Infrastruktur Pengawasan PLTN
Merujuk pada dokumen yang diterbitkan oleh International Atomic Energy Agency/IAEA (NG-T-3.6/Rev-1), ada 19 infrastruktur yang harus diperhatikan untuk keberhasilan implementasi PLTN.
Secara lini waktu (timelines), infrastruktur tersebut terkait secara sistemik dengan 3 fase  dan 3 tonggak sejarah (milestones), yang mana setiap fase akan berubah ke fase berikutnya, setelah melewati tonggak sejarah terkait.
BATAN telah melakukan evaluasi terhadap status infratruktur tersebut di Indonesia pada 2008. Hasilnya menyimpulkan bahwa untuk Fase-1 (sebelum keputusan resmi pemerintah membangun PLTN terbit), 17 dari 19 infrastruktur hanya membutuhkan aksi minor terkait status kesiapannya. Setahun setelah itu (2009), misi INIR (Integrated Nuclear Infrastructure Review) oleh IAEA dilakukan untuk mengevaluasi status kesiapan infrastruktur Fase-1 Indonesia dalam menyongsong era PLTN.
Dari 19 infrastruktur tersebut, beberapa infrastruktur terkait langsung dan beberapa lagi terkait tidak langsung dengan tupoksi (tugas pokok dan fungsi) Badan Pengawas, seperti yang diatur Undang-Undang No 10 Tahun 1997 tentang Ketenaganukliran dan dirumuskan dalam Kerangka Pengaturan (Regulatory Framework) sebagaimana diuraikan di dalamnya.
Berdasarkan UU tersebut, tupoksi Badan Pengawas di Indonesia adalah "Melaksanakan pengawasan terhadap seluruh kegiatan pemanfaatan tenaga nuklir di Indonesia" melalui: (i) Penyusunan dan Penerbitan Peraturan (Regulasi), (ii) Melakukan Reviu Permohonan dan Penerbitan Izin (Perizinan), dan (iii) Melakukan inspeksi dan audit terhadap fasilitas nuklir untuk memastikan kepatuhan terhadap regulasi.
Secara implisit, Badan Pengawas juga bertanggung jawab terhadap aspek "Kesiapsiagaan dan Tanggap darurat" (Emergency Preparedness and Response/EPR) selama instalasi nuklir, termasuk PLTN, beroperasi. Ketiga tupoksi Badan Pengawas tersebut harus dilaksanakan secara efektif untuk menjamin keselamatan, keamanan dan ketentraman (3S: Safety-Security-Safeguards) implementasi PLTN di Indonesia.
Advertisement
Tantangan PLTN
Badan Pegawas Tenaga Nuklir (BAPETEN) Indonesia telah menerbitkan dokumen resmi "Peta Jalan Pengawasan PLTN Tahun 2022-2035" (BAPETEN; 2022), yang menguraikan dengan gamblang status Kekuatan-Kelemahan-Peluang-Ancaman (analisis SWOT) yang saat ini dihadapi Badan Pengawas terkait sistem pengawasan PLTN di Indonesia.
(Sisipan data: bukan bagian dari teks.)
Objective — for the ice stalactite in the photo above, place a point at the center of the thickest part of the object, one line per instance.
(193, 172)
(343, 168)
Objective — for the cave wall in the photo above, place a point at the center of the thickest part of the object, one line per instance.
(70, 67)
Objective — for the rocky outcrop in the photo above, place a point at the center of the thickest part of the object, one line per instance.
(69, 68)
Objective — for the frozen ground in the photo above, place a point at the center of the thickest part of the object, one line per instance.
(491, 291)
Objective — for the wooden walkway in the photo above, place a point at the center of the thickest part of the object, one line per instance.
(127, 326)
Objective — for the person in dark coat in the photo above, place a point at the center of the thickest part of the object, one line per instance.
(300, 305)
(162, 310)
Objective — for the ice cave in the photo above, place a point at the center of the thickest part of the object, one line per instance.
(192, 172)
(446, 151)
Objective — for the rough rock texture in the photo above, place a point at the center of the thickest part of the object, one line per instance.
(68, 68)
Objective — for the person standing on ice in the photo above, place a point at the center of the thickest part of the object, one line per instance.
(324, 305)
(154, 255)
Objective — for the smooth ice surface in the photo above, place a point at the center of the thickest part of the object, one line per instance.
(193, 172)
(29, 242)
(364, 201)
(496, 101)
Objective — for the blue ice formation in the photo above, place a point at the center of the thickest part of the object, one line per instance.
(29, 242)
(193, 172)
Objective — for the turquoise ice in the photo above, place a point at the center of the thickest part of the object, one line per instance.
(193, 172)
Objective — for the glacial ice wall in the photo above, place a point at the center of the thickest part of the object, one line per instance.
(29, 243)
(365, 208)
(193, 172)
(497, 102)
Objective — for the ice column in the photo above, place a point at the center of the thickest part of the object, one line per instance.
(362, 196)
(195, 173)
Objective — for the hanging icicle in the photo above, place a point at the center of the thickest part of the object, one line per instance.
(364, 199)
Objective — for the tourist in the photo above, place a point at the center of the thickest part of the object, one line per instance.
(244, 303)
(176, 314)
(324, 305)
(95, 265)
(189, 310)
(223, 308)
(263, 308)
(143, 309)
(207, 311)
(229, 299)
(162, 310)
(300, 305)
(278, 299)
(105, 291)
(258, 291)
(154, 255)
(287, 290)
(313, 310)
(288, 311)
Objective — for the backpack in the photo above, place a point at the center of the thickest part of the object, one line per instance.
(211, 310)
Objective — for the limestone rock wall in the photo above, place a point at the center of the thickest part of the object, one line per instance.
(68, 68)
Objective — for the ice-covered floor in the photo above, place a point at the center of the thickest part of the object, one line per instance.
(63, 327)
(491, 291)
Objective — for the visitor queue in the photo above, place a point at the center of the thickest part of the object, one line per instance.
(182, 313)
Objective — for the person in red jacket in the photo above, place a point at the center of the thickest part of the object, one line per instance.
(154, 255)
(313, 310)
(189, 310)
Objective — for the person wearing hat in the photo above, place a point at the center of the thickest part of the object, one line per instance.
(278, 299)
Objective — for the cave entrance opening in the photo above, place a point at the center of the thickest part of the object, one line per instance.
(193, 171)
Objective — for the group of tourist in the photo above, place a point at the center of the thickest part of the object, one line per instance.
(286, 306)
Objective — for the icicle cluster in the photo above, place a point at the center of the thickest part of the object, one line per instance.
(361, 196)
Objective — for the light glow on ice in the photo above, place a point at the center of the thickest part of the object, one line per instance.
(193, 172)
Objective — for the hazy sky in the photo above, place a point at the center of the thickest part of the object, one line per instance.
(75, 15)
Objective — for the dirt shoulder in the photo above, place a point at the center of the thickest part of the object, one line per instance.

Tantangan tersebut menurut perspektif penulis, adalah kombinasi antara kelemahan (weknesses) internal  dan ancaman (threats) eksternal yang dihadapi tidak hanya Badan Pengawas, tapi juga para pemangku kepentingan (stakeholders) lain yang tupoksinya beririsan dengan tugas pengawasan PLTN di Indonesia. Tantangan sistem pengawasan PLTN baik langsung maupun tidak langsung akan mempengaruhi status kesiapan infrastruktur pengawasan PLTN di Indonesia.
Tantangan pertama, kesiapan kompetensi sumber daya manusia (SDM) Pengawasan. Kompetensi, sebagaimana selama ini dipahami berdasarkan pengertian IAEA, adalah kombinasi dari pengetahuan (knowledge), ketrampilan (skills), dan sikap (attitudes) yang dimiliki atau melekat pada seseorang.
Meski SDM Pengawasan di Indonesia sering mendapat kesempatan melanjutkan pendidikan ke S2/S3 dan pelatihan ke negara-negara yang mengoperasikan PLTN untuk tujuan pengembangan pengetahuan teknis dan non-teknis operasi PLTN, berdasarkan analisis penulis, kompetensi teknis dan non-teknis yang terkait langsung dengan aktivitas pengawasan konstruksi, komisioning, dan operasi PLTN tampak masih belum memadai.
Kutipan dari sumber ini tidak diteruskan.